After trashing his hosts' kitchen, Kellas flies to America to find Astrid, and en route loses everything he has - including his enormous book deal advance. But Astrid is as lost and incapable with dealing with the return to the West as he is. I thought this book said a lot about the way that war, even war in a land far away about which we know little, has an impact on the way we operate. The fact that we split these things off from our own lives - we need to, because you can't do anything else - has effects that reach further that we imagine, and the faultlines are particularly clear for anyone who has to move between these two worlds.

31 March, 2009

Antonia Forest

Laura very kindly lent me a couple of Antonia Forest books I hadn't read: The thuggery affair (one of the stories about the Marlows) and The Thursday kidnapping. These were both reasonably good fun, as Antonia Forest usually is, but not as enjoyable as some of the others because of the appalling snobbery that pervades both stories. This comes up in other Forest novels - the depiction of Marie Dobson in the school novels, for example - but was specially noticeable and unpleasant here.

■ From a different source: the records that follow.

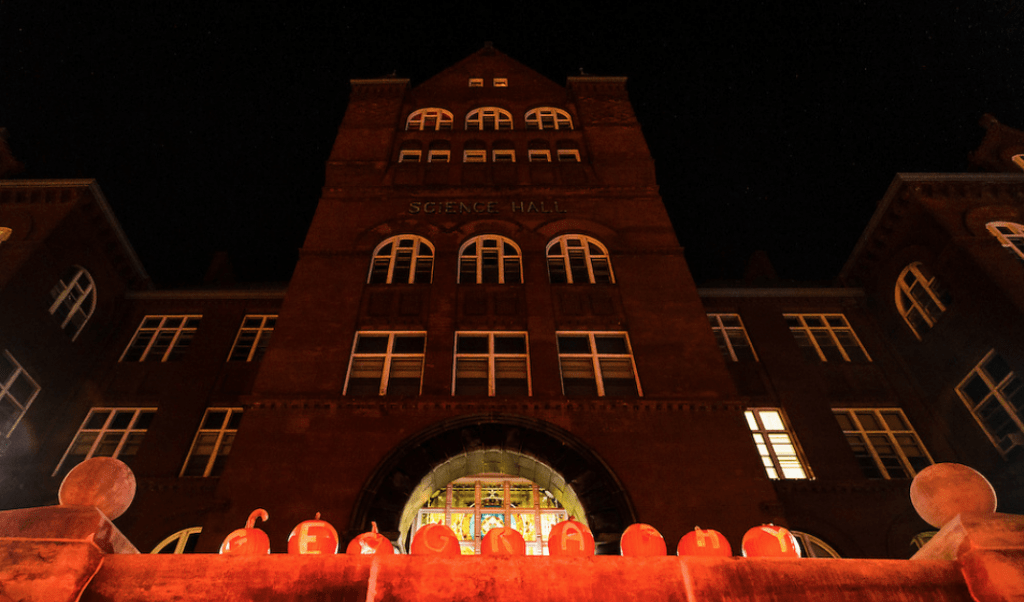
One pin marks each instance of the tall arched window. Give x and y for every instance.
(488, 118)
(402, 259)
(579, 259)
(429, 119)
(1010, 234)
(548, 118)
(491, 259)
(74, 299)
(921, 298)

The Thursday kidnapping is about the relationship between the Ramsays, a family of nice, middle class children in Hampstead, and Kathy, the vulgar, lower-middle class girl who lives next door. Kathy is quite similar to Marie Dobson, in fact - she has all her unpleasant habits, sneaking, stealing, lying and sucking up - and is depicted with a level of snobbery which really gives one pause. Her family are sneered at for being an 'advertisement' family - of course the outward perfection shown by their shiny mod cons home is a sham and they all despise each other. They are even too lazy to walk their dog properly. Kathy is a fantasist and a liar, but is instantly reduced to whining and sycophancy when threatened with punishment. And where the depiction of Marie Dobson in the school stories has the redeeming quality of examining the way we feel guilty for disliking other people, even when we have no reason to like them, the Ramsay children are here given no reason to tolerate Kathy: in fact, the events of the day described essentially vindicate their dislike of her.

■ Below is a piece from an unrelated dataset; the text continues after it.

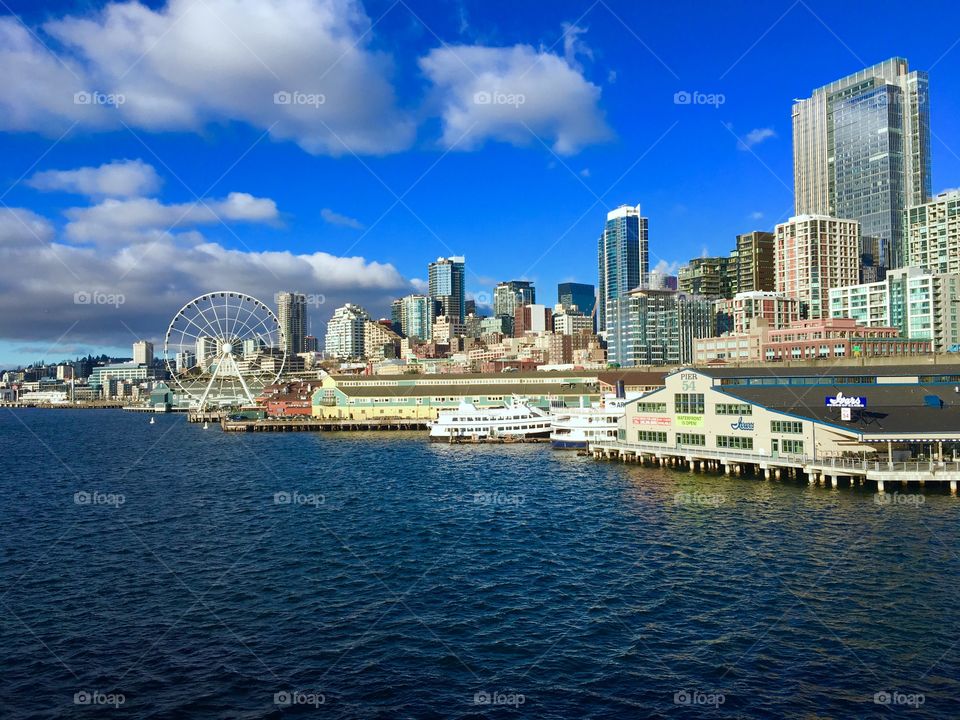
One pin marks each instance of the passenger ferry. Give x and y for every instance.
(518, 420)
(574, 428)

The thuggery affair is back in the world of the Marlow family, and describes Peter and Lawrie Marlow and Patrick Merrick's efforts to thwart a gang of drug smugglers. Bits of the plot really defy belief: the gang are despatching their dope via carrier pigeon, for example, and they talk in an embarassing made-up slang. Here Antonia Forest does try to moderate the snobbery that runs through the whole book: she gives the chief thug a long passage in which he explains why he went to the bad. But even this passage is compared very unfavourably with Patrick Merrick's stern (priggish?) morals, and the message is clearly that anyone can afford morals; only the weak succumb to criminality. I'm more in agreement with Bertold Brecht: erst kommt das Fressen, dann kommt die Moral.

Reading/listening/watching

Reading: I'm finally emerging from a bit of a reading block, which is good. I've been reading quite a bit of poetry recently and finally finished James Meek's We are now beginning our descent.

Listening: a great concert at the RFH on Sunday, Beethoven's Eroica, Strauss's Four last songs, and some Ravel.

Watching: as part of my project to expand my film knowledge, a recommendation from Niall, Dog day afternoon, which I thought was fantastic.

25 March, 2009

Betsy Blair

I'm very sad to hear about the death of Betsy Blair (Guardian obituary here), whose autobiography was one of the first books I wrote about on this blog. I first heard of her when she was on Desert Island Discs where she came across as such a warm, intelligent person (and picked such nice music) that I bought her autobiography. (Also because I love Gene Kelly, of course.)